Preset State Definitions describes preset states for Distance‑to‑PIM analysis.
Note 
Images of measurement results and display screens that are shown in this manual are typical examples. Images on your instrument may differ.
Why Test for PIM?
Lack of linearity can limit the receive sensitivity of a cellular system. This limits the reliability, data rate, capacity, coverage, and return on investment of the system. The PIM test is an excellent indicator of linearity and construction quality.
PIM results from two or more strong RF signals mixing in a non‑linear device. These non‑linear devices, or junctions, occur in improperly tightened, damaged, or corroded connectors or in damaged antennas. Rusty components, such as mounts and bolts, are also suspect when hunting for sources of PIM.
Many common frequency combinations can produce PIM in a cell receive band. PIM signals in the cell receive band will:
Raise the receive noise floor
Increase the bit error rate
Decrease the coverage area
Cause early handoff
Increase dropped calls
Increase early termination
Require the mobiles in the cell to increase Tx power (increase battery drain)
Avoiding PIM begins with quality construction methods. Increasing capacity, new services, and aging infrastructure, however, are all working against this strategy, and PIM testing is becoming more important every day.
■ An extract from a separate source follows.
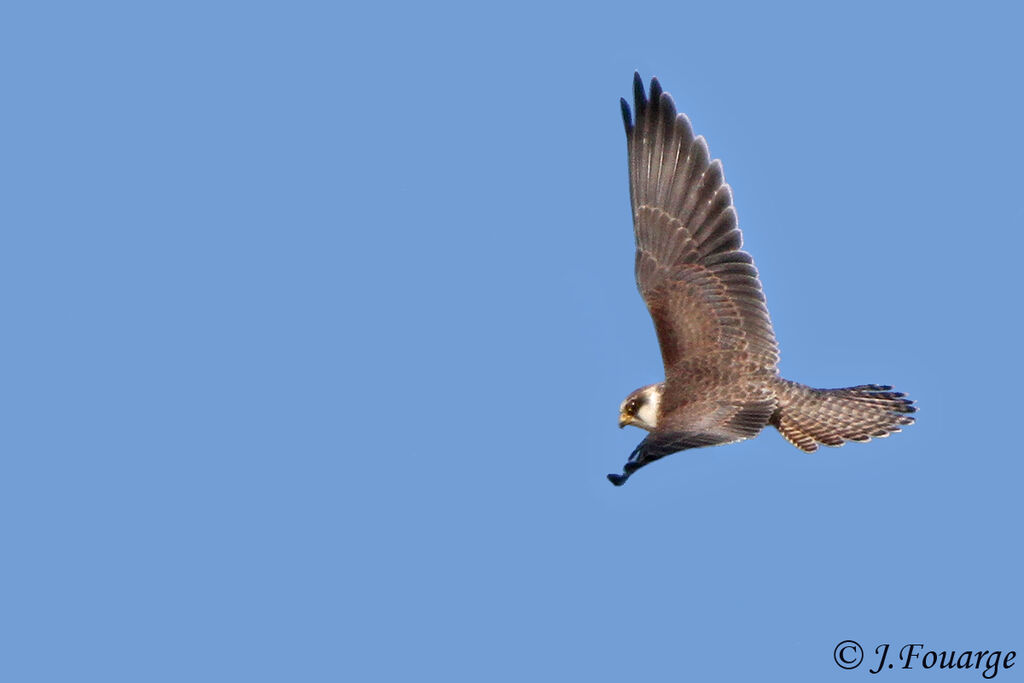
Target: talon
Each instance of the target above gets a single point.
(617, 479)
Proper care and maintenance of connectors is essential to keeping PIM low. Inspection and cleaning is a central part of good performance. Proper torque is important, because the seals and interface areas are designed for this pressure.
PIM testing is becoming more important as cellular systems age and as the carrier count is increased. A test that was not as important when cellular systems were lightly loaded is becoming a critical part of modern cellular maintenance.
A cell site that is constructed with PIM in mind will cost less to maintain over time. This same site will show cleaner performance than similar sites that were not PIM tested.